For the same moral vision but a less pessimistic outlook, Mortimer has returned to more congenial subjects than contemporary politics. In Summer's Lease Mortimer draws on themes of the English abroad he had found in Brideshead Revisited. The setting is Tuscany, where an English family has leased a villa for the summer. The wife, Molly Pargenter, is determined to investigate the mysterious absence of their landlord, uncovering a complex web of relationships in which her family becomes entangled. As she comes to terms with what is happening around her, she finds that she must fight to save her own integrity and her marriage. Her father-in-law's irresponsible nonchalance beautifully contrasts Molly's determination to understand and control her life. While Mortimer's focus is still on English character types, the Italian surroundings depict those traits in sharper focus.

An incident involving the activities of English officers serving in Italy during World War II plays a role in Dunster, but the core of the novel is the relationship between the narrator, Philip Progmire, an accountant and amateur actor, and his old school nemesis, Richard Dunster, now a producer of television documentaries. The determined and dynamic but ruthless Dunster has accused Progmire's employer of a war crime, prompting a libel suit. Mortimer explores the comic effects of the contrast between Progmire and Dunster, though the reader may be too sympathetic to the long-suffering narrator to enjoy the humor in Dunster's reckless schemes. The conclusion of the war-crime plot, that even the best and the brightest are potential war criminals, may be too unsettling for what is essentially a comic novel.

For the more recent Felix in the Underworld, Mortimer describes two worlds he knows well, the criminal justice system and the publishing business.
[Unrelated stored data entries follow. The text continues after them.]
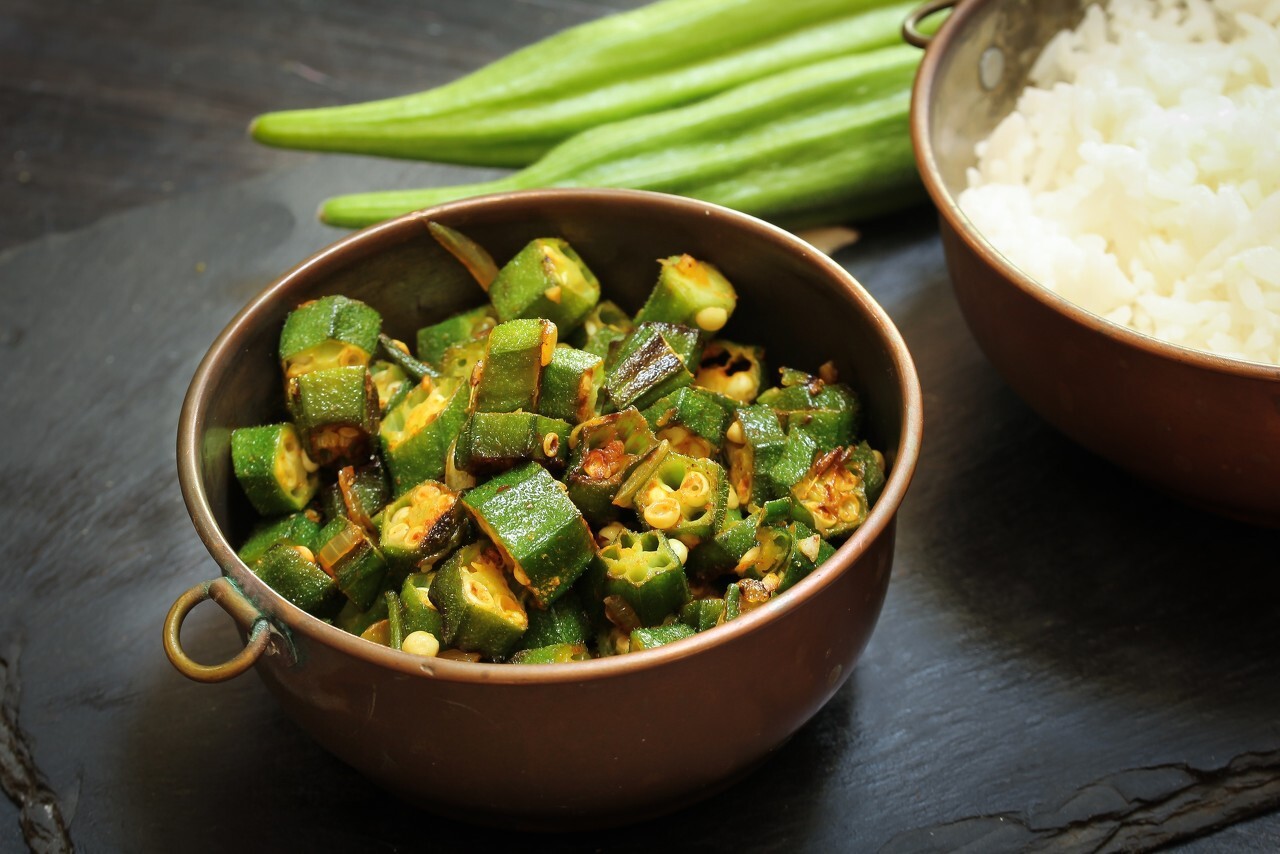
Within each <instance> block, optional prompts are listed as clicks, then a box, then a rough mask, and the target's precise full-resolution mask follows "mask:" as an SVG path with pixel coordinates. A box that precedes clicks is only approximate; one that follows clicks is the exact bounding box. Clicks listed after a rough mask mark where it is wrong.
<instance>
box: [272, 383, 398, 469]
mask: <svg viewBox="0 0 1280 854" xmlns="http://www.w3.org/2000/svg"><path fill="white" fill-rule="evenodd" d="M288 403H289V414H291V415H292V416H293V421H294V423H296V424H297V425H298V429H300V430H301V431H302V435H303V437H305V439H306V444H307V453H308V455H310V456H311V458H312V460H315V461H316V462H319V463H320V465H321V466H326V465H348V463H352V462H360V461H364V460H365V458H366V457H367V456H369V452H370V449H371V447H372V442H374V437H376V435H378V393H376V392H375V391H374V380H372V378H371V376H370V375H369V370H367V369H366V367H364V366H360V365H352V366H348V367H326V369H323V370H312V371H308V373H306V374H302V375H301V376H294V378H293V379H291V380H289V382H288Z"/></svg>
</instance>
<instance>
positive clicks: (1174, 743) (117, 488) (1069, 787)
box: [0, 159, 1280, 851]
mask: <svg viewBox="0 0 1280 854" xmlns="http://www.w3.org/2000/svg"><path fill="white" fill-rule="evenodd" d="M461 175H462V173H461V172H458V170H452V169H445V168H430V166H421V165H407V164H385V163H376V161H370V160H358V159H315V160H310V161H307V163H306V164H305V165H303V166H302V168H300V169H296V170H293V172H289V173H283V174H282V173H278V174H274V175H270V177H266V178H261V179H255V181H252V182H250V183H244V184H239V186H234V187H229V188H225V189H218V191H210V192H205V193H201V195H193V196H188V197H184V198H180V200H175V201H174V202H168V204H163V205H157V206H152V207H146V209H140V210H136V211H133V213H128V214H124V215H118V216H114V218H110V219H106V220H104V222H101V223H100V224H97V225H95V227H92V228H90V229H87V230H82V232H78V233H73V234H69V236H65V237H52V238H46V239H41V241H38V242H35V243H31V245H27V246H23V247H19V248H17V250H14V251H10V252H8V254H5V255H3V256H0V289H3V296H4V305H5V310H4V312H3V315H0V352H3V355H4V360H5V370H4V373H3V375H0V384H3V385H0V388H3V394H0V401H3V403H0V406H3V407H4V408H3V415H4V423H5V424H6V425H8V440H6V442H5V446H4V451H3V453H0V478H3V483H4V484H5V489H4V490H3V493H0V512H3V517H4V519H5V528H6V534H5V551H4V554H5V561H4V565H3V567H0V577H3V580H4V589H5V592H6V593H8V595H5V597H0V658H3V661H4V673H5V684H6V690H8V695H9V698H10V702H9V703H8V704H6V705H5V717H4V727H3V729H0V734H3V739H4V743H3V745H0V757H4V755H8V754H5V753H4V750H6V749H9V748H10V746H13V745H24V749H26V750H27V752H28V753H29V757H31V763H29V769H31V772H32V775H33V776H32V780H35V781H36V784H35V785H36V786H37V787H38V786H45V787H47V790H49V791H51V793H54V795H55V796H56V810H58V813H59V814H60V818H61V822H63V826H64V827H65V828H69V830H68V832H69V836H70V839H72V840H73V841H74V842H76V844H77V845H78V846H82V848H84V849H91V850H169V849H175V850H177V849H182V850H210V851H214V850H218V851H220V850H227V849H228V848H229V846H233V845H236V846H242V848H243V846H247V848H248V849H251V850H253V849H265V848H268V846H271V848H278V849H284V850H296V849H310V850H351V849H362V850H364V849H371V848H375V846H376V848H383V849H404V848H411V846H412V848H422V846H426V845H430V846H433V849H434V850H461V849H463V848H466V849H474V846H475V845H476V840H477V839H484V840H485V842H507V844H511V845H520V846H521V848H522V849H526V850H584V851H585V850H593V851H594V850H611V851H614V850H616V851H640V850H653V849H657V848H667V849H672V848H675V849H682V848H686V846H694V845H699V846H714V848H716V849H735V850H741V851H764V850H778V849H783V850H812V851H828V850H878V849H883V850H890V851H928V850H956V849H969V850H982V851H988V850H1023V849H1029V850H1111V849H1120V848H1149V846H1153V845H1157V844H1162V842H1167V841H1170V840H1176V839H1185V837H1188V836H1192V835H1196V834H1201V832H1204V831H1206V830H1210V828H1213V827H1217V826H1220V825H1225V823H1229V822H1233V821H1239V819H1242V818H1245V817H1249V816H1253V814H1257V813H1260V812H1265V810H1268V809H1272V808H1274V807H1275V805H1276V804H1277V803H1280V802H1277V791H1276V787H1277V784H1276V782H1275V781H1276V773H1275V769H1276V763H1277V761H1280V753H1277V752H1280V726H1277V723H1276V718H1275V709H1276V708H1280V679H1277V676H1280V656H1277V654H1276V652H1277V639H1280V631H1277V625H1280V624H1277V620H1276V609H1277V608H1276V602H1277V597H1276V593H1277V586H1280V580H1277V576H1276V572H1275V570H1276V554H1277V545H1280V535H1277V534H1276V533H1275V531H1262V530H1256V529H1249V528H1244V526H1242V525H1236V524H1233V522H1228V521H1222V520H1217V519H1212V517H1207V516H1203V515H1202V513H1199V512H1196V511H1192V510H1189V508H1185V507H1181V506H1180V504H1176V503H1174V502H1171V501H1169V499H1166V498H1164V497H1162V495H1160V494H1156V493H1153V492H1151V490H1148V489H1146V488H1143V487H1142V485H1139V484H1135V483H1133V481H1132V480H1130V479H1129V478H1128V476H1125V475H1124V474H1121V472H1119V471H1116V470H1114V469H1111V467H1110V466H1107V465H1105V463H1102V462H1101V461H1098V460H1094V458H1093V457H1091V456H1089V455H1087V453H1085V452H1083V451H1080V449H1078V448H1075V447H1074V446H1071V444H1069V443H1068V442H1066V440H1064V439H1062V438H1060V437H1059V435H1056V434H1055V433H1053V431H1052V430H1051V429H1048V428H1047V426H1046V425H1044V424H1043V423H1041V421H1039V419H1038V417H1037V416H1036V415H1033V414H1032V412H1030V411H1028V410H1027V408H1025V407H1024V406H1023V405H1021V403H1020V402H1019V401H1018V399H1016V398H1015V397H1014V396H1012V393H1011V392H1009V389H1007V388H1006V387H1005V385H1004V384H1002V383H1001V380H1000V379H998V378H997V376H996V375H995V374H993V373H992V370H991V369H989V366H988V365H987V364H986V361H984V360H983V359H982V356H980V353H979V352H978V351H977V348H975V347H974V344H973V343H972V341H970V338H969V335H968V333H966V330H965V329H964V326H963V323H961V320H960V318H959V315H957V314H956V309H955V303H954V301H952V298H951V296H950V289H948V286H947V279H946V271H945V266H943V261H942V257H941V250H940V246H938V242H937V237H936V232H934V227H933V215H932V211H928V210H918V211H913V213H911V214H908V215H904V216H900V218H897V219H893V220H886V222H882V223H877V224H874V225H873V227H872V228H869V229H868V230H867V234H865V236H864V239H863V241H861V242H860V243H858V245H855V246H852V247H850V248H847V250H844V251H841V252H840V254H838V256H837V257H838V260H840V261H841V262H842V264H845V265H846V266H847V268H849V269H850V270H852V271H854V274H855V275H858V277H859V278H860V279H861V280H863V282H864V283H865V284H867V287H868V288H869V289H870V291H872V292H873V293H874V294H876V296H877V297H878V298H879V300H881V301H882V303H883V305H884V306H886V307H887V309H888V311H890V314H891V315H892V316H893V318H895V320H896V321H897V324H899V325H900V328H901V329H902V332H904V334H905V337H906V339H908V343H909V344H910V346H911V348H913V352H914V353H915V357H916V361H918V367H919V370H920V375H922V380H923V384H924V391H925V408H927V414H925V417H927V428H925V451H924V457H923V460H922V462H920V467H919V471H918V475H916V480H915V484H914V485H913V488H911V493H910V495H909V498H908V502H906V504H905V507H904V510H902V517H901V525H900V533H899V553H897V565H896V568H895V579H893V583H892V585H891V589H890V595H888V600H887V603H886V608H884V613H883V616H882V618H881V624H879V627H878V629H877V634H876V635H874V638H873V640H872V643H870V647H869V648H868V650H867V654H865V657H864V659H863V662H861V663H860V665H859V667H858V670H856V671H855V673H854V676H852V677H851V679H850V681H849V684H847V685H846V688H845V689H844V690H842V691H841V693H840V694H838V695H837V697H836V699H835V700H833V702H832V703H831V704H829V705H828V707H827V708H826V709H824V711H823V712H822V713H820V714H819V716H818V717H817V718H815V720H814V721H813V722H812V723H810V725H809V726H808V727H806V729H805V730H803V731H801V732H800V734H799V735H797V736H796V737H795V739H794V740H792V741H791V744H788V745H787V746H786V748H785V749H782V750H780V752H778V754H777V755H776V757H774V758H773V759H771V761H769V762H768V763H767V764H765V766H764V767H763V768H760V769H759V771H758V772H756V773H755V775H753V776H751V777H750V778H748V780H746V781H744V782H742V784H740V785H737V786H735V787H733V789H731V790H730V791H727V793H724V794H722V795H718V796H716V798H713V799H710V800H708V802H705V803H703V804H700V805H698V807H695V808H692V809H690V810H686V812H684V813H680V814H676V816H672V817H669V818H667V819H663V821H658V822H652V823H648V825H643V826H639V827H636V828H631V830H626V831H620V832H612V834H603V835H590V836H588V835H584V836H568V837H522V839H520V840H507V839H498V837H495V836H494V835H492V834H485V835H484V836H483V837H481V835H480V831H476V830H475V828H470V827H463V826H460V825H452V823H449V822H447V821H440V819H435V818H430V817H425V816H422V814H420V813H416V812H415V810H412V808H411V807H410V805H406V804H402V803H398V802H394V800H390V799H389V798H388V796H387V795H384V794H383V793H380V791H378V790H375V789H372V787H371V786H369V785H367V784H366V782H364V781H362V780H361V778H360V777H358V776H357V775H355V773H353V772H351V771H349V769H347V768H346V767H343V766H340V764H339V763H338V762H337V761H334V759H332V758H329V757H328V755H326V754H324V753H323V752H321V750H320V749H319V748H316V746H315V745H314V744H311V743H310V741H308V740H307V739H306V737H305V736H302V735H301V734H300V732H298V731H297V730H296V729H294V727H293V726H292V723H291V722H289V721H288V720H285V718H284V717H283V714H282V713H280V712H279V711H278V709H276V707H275V705H274V704H273V702H271V699H270V698H269V697H268V694H266V691H265V690H264V689H262V686H261V685H260V684H259V682H257V681H256V680H255V679H253V677H251V676H246V677H241V679H238V680H234V681H232V682H229V684H224V685H216V686H207V685H196V684H192V682H188V681H186V680H184V679H183V677H180V676H178V675H177V672H174V671H173V670H172V668H170V667H169V665H168V662H165V659H164V656H163V653H161V649H160V622H161V618H163V617H164V613H165V611H166V608H168V607H169V604H170V603H172V602H173V599H174V598H175V597H177V595H178V594H179V593H180V592H182V590H184V589H186V588H188V586H189V585H192V584H193V583H196V581H198V580H201V579H205V577H211V576H212V575H214V574H215V572H216V568H215V566H214V563H212V561H211V560H210V558H209V557H207V554H206V553H205V551H204V547H202V545H201V543H200V540H198V539H197V536H196V534H195V531H193V529H192V528H191V524H189V521H188V520H187V516H186V511H184V508H183V504H182V499H180V495H179V493H178V485H177V475H175V469H174V435H175V426H177V417H178V410H179V406H180V402H182V397H183V393H184V392H186V387H187V383H188V380H189V378H191V374H192V373H193V370H195V367H196V364H197V361H198V360H200V357H201V356H202V353H204V351H205V348H206V347H207V344H209V343H210V342H211V341H212V338H214V337H215V334H216V333H218V330H219V329H220V328H221V326H223V324H224V323H225V321H227V320H228V319H229V318H230V316H232V314H233V312H234V311H236V310H237V309H238V307H239V306H241V305H242V303H243V302H244V301H247V300H248V298H250V297H251V296H252V294H253V293H255V292H256V291H257V289H259V288H261V287H262V286H264V284H265V283H266V282H268V280H269V279H270V278H271V277H273V275H274V274H276V273H279V271H280V270H283V269H285V268H288V266H289V265H292V264H293V262H296V261H298V260H301V259H302V257H305V256H306V255H307V254H308V252H311V251H314V250H316V248H319V247H321V246H323V245H325V243H326V242H329V241H330V239H333V238H334V237H335V236H337V232H332V230H329V229H325V228H323V227H320V225H317V224H315V223H314V222H312V219H311V215H312V211H314V210H315V205H316V204H317V202H319V200H320V198H321V197H323V196H325V195H329V193H332V192H339V191H346V189H355V188H358V187H367V186H393V184H396V183H398V182H403V181H424V182H428V181H444V179H458V178H460V177H461ZM184 644H186V645H187V647H188V648H189V649H191V650H192V652H193V653H195V654H197V656H198V657H204V658H206V659H210V661H212V659H216V658H220V657H225V656H227V654H229V653H230V652H233V650H234V648H236V638H234V632H233V631H232V627H230V625H229V622H228V621H227V620H225V618H224V617H221V615H220V613H219V612H218V611H216V609H215V608H212V607H210V606H205V608H201V609H198V611H197V612H196V613H195V615H193V616H192V618H191V620H189V621H188V626H187V631H186V632H184ZM690 725H691V726H704V727H705V729H707V732H708V737H714V722H713V721H691V722H690ZM5 767H8V766H5ZM19 782H20V781H19ZM4 785H5V789H6V791H9V793H12V796H13V798H15V799H17V798H18V795H15V794H13V793H15V791H18V790H19V789H20V786H17V784H15V785H10V777H9V776H8V772H6V776H5V777H4ZM15 786H17V787H15ZM46 812H47V810H46ZM18 818H19V813H18V810H17V808H13V807H12V805H10V804H9V803H0V848H5V849H8V848H12V846H13V845H15V844H18V840H19V839H22V837H20V835H19V834H18V832H17V831H15V827H17V825H18ZM55 819H56V816H55V817H52V818H50V821H51V822H52V825H51V827H54V831H52V832H54V834H55V835H56V832H58V822H56V821H55ZM1244 827H1245V828H1248V830H1247V831H1231V832H1228V834H1224V835H1220V836H1215V837H1212V839H1210V840H1208V841H1207V842H1203V844H1199V845H1193V846H1192V850H1222V849H1236V850H1249V849H1251V848H1253V846H1254V845H1257V844H1258V842H1260V841H1262V842H1266V841H1267V840H1270V842H1271V844H1272V845H1274V844H1275V842H1276V840H1277V839H1280V836H1277V831H1276V827H1277V822H1276V821H1275V818H1265V819H1256V821H1253V822H1251V823H1249V825H1245V826H1244ZM28 839H31V836H29V835H28ZM1270 846H1271V845H1266V848H1270Z"/></svg>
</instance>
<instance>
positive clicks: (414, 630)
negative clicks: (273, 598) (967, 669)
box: [230, 230, 886, 665]
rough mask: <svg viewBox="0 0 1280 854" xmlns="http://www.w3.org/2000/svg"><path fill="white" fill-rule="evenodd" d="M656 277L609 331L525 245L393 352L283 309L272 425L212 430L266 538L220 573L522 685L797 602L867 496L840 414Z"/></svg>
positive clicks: (335, 324) (581, 290)
mask: <svg viewBox="0 0 1280 854" xmlns="http://www.w3.org/2000/svg"><path fill="white" fill-rule="evenodd" d="M431 234H436V230H433V232H431ZM436 236H438V234H436ZM426 239H431V238H430V237H426ZM460 241H461V242H460ZM449 243H451V245H457V246H465V245H466V243H467V241H466V237H465V236H461V234H456V233H452V234H451V236H449ZM451 251H453V248H451ZM477 251H479V252H483V250H479V247H472V248H470V250H467V251H466V252H462V256H463V257H462V260H463V262H466V259H471V257H472V256H475V257H479V255H476V252H477ZM456 255H457V254H456ZM658 264H659V273H658V282H657V284H655V286H654V288H653V291H652V292H650V294H649V298H648V300H646V301H645V302H644V305H643V306H640V307H639V311H637V312H636V314H635V315H630V314H627V311H626V310H625V309H623V307H622V306H621V305H620V303H617V302H613V301H609V300H603V301H602V300H600V284H599V282H598V279H596V278H595V275H594V274H593V273H591V270H590V269H589V268H588V266H586V264H585V262H584V261H582V259H581V257H580V256H579V255H577V254H576V252H575V251H573V248H572V247H571V246H570V245H568V243H567V242H564V241H563V239H561V238H545V239H536V241H532V242H530V243H527V245H526V246H525V247H524V248H522V250H521V251H520V252H518V254H517V255H516V256H515V257H512V259H511V260H509V261H508V262H507V264H506V265H504V266H502V268H500V269H499V268H497V265H494V264H489V262H485V264H484V269H485V270H486V271H485V273H484V275H479V277H477V278H476V280H477V282H479V283H480V286H481V288H483V286H485V284H488V301H486V302H485V303H484V305H480V306H477V307H475V309H468V310H466V311H462V312H458V314H454V315H452V316H449V318H447V319H444V320H440V321H438V323H433V324H428V325H421V326H420V328H419V332H417V335H416V339H415V342H413V343H415V344H416V347H415V351H413V352H411V351H410V347H408V346H407V344H404V343H403V342H401V341H396V339H393V338H392V337H389V335H388V334H387V333H385V332H384V330H383V329H381V315H380V314H379V311H378V310H376V309H374V307H372V306H370V305H366V303H364V302H360V301H357V300H349V298H347V297H343V296H329V297H324V298H321V300H315V301H311V302H307V303H303V305H301V306H298V307H297V310H294V311H293V312H291V314H289V316H288V318H287V320H285V324H284V328H283V330H282V334H280V350H279V356H280V369H282V373H283V379H284V388H285V396H284V405H285V408H287V411H288V417H289V419H291V420H289V421H279V423H275V424H266V425H262V426H243V428H239V429H236V430H233V431H232V438H230V446H232V447H230V451H232V463H233V470H234V474H236V478H237V481H238V483H239V484H241V487H242V490H243V492H244V495H246V498H247V499H248V502H250V503H251V504H252V506H253V508H255V510H256V511H257V512H259V513H260V515H261V516H262V517H264V519H262V521H261V522H260V524H259V525H257V526H255V528H253V529H252V531H251V533H250V535H248V536H247V539H246V540H244V542H243V543H242V545H241V549H239V557H241V560H242V561H244V563H246V565H248V566H250V567H251V568H252V570H253V572H256V574H257V575H259V576H260V577H261V579H262V580H264V581H266V583H268V584H269V585H271V586H273V588H275V590H276V592H278V593H280V595H283V597H284V598H285V599H288V600H289V602H292V603H293V604H296V606H298V607H300V608H303V609H305V611H308V612H310V613H312V615H315V616H317V617H321V618H325V620H330V621H332V622H333V625H334V626H337V627H338V629H342V630H343V631H348V632H351V634H355V635H358V636H360V638H364V639H366V640H370V641H372V643H378V644H383V645H388V647H392V648H394V649H399V650H402V652H404V653H408V654H413V656H422V657H439V658H443V659H449V661H489V662H511V663H527V665H535V663H572V662H575V661H582V659H588V658H596V657H603V656H616V654H625V653H635V652H640V650H644V649H650V648H653V647H658V645H663V644H668V643H676V641H680V640H682V639H685V638H689V636H691V635H694V634H698V632H703V631H714V630H716V626H718V625H721V624H723V622H726V621H728V620H736V618H739V617H741V616H742V615H744V613H748V612H750V611H753V609H755V608H759V607H764V606H767V603H768V602H769V600H771V599H772V598H774V597H777V595H778V594H782V593H785V592H786V590H787V589H790V588H791V586H794V585H796V584H799V583H800V581H803V580H804V577H805V576H808V575H809V574H810V572H813V571H814V570H815V568H817V567H818V566H820V565H822V563H823V561H826V560H827V558H829V557H831V556H832V554H835V551H836V545H838V544H840V542H841V540H842V539H844V538H845V536H847V535H850V534H851V533H852V531H855V530H856V529H858V528H859V526H860V525H863V524H864V522H865V520H867V517H868V515H869V512H870V508H872V506H873V504H874V502H876V498H877V497H878V495H879V492H881V490H882V489H883V485H884V474H886V471H884V467H886V461H884V457H883V455H881V453H879V452H878V451H874V449H873V448H872V447H870V444H868V442H867V439H865V438H864V437H863V435H861V434H860V424H861V410H860V403H859V399H858V396H856V393H855V392H854V391H852V388H850V387H849V385H846V384H842V383H840V382H837V378H836V376H835V369H833V367H832V366H831V365H829V364H828V365H824V366H822V367H819V369H818V370H817V374H808V373H804V371H800V370H795V369H783V370H782V371H781V374H780V375H778V374H776V375H774V376H777V378H780V382H778V384H777V385H776V387H773V388H767V387H768V383H769V376H768V374H767V373H765V369H764V348H763V347H760V346H758V344H755V343H739V342H736V341H732V339H730V338H718V337H716V335H719V334H722V330H723V332H724V333H726V334H728V335H732V334H733V333H732V330H731V329H727V328H726V325H727V324H728V323H730V320H731V318H732V315H733V311H735V309H736V306H737V294H736V292H735V289H733V287H732V284H731V283H730V280H728V279H727V278H726V277H724V275H723V273H721V271H719V270H718V269H717V268H714V266H713V265H710V264H708V262H707V261H703V260H699V259H694V257H690V256H687V255H686V256H673V257H668V259H664V260H662V261H659V262H658ZM481 288H477V302H479V301H480V298H483V297H481V296H480V289H481ZM632 307H636V306H632ZM401 320H406V319H399V318H397V321H401ZM419 323H421V321H419ZM410 328H412V326H410ZM708 339H710V341H708ZM561 341H563V342H564V343H559V342H561Z"/></svg>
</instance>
The main character, Felix Morsom, is a minor novelist once nominated for the Booker Prize and once compared to Chekhov. Criticized for writing stories about insignificant people to whom nothing ever happens, Felix finds himself, for the first time in his life, a celebrity, accused first in a paternity action and then in a gory murder. Mortimer is at his best describing police more interested in closing cases than in finding criminals, attorneys more concerned about their reputations than about justice, publishers more eager for profits than for literary merit. Felix, the mild-mannered observer of life, has to endure living among the homeless on the streets of London and a few weeks in prison before he is finally exonerated. The experience, however threatening, promises to improve his lonely, routine existence.

In the many genres and media he has used in his fifty-plus years of writing, Mortimer offers a view of humankind that is rarely comforting, but he manages to show us our worst side without condemning us. Like his Horace Rumpole, who has no romantic illusions about the criminals he defends, Mortimer is simultaneously harsh and forgiving. The first quality gives his work its import, the latter its appeal.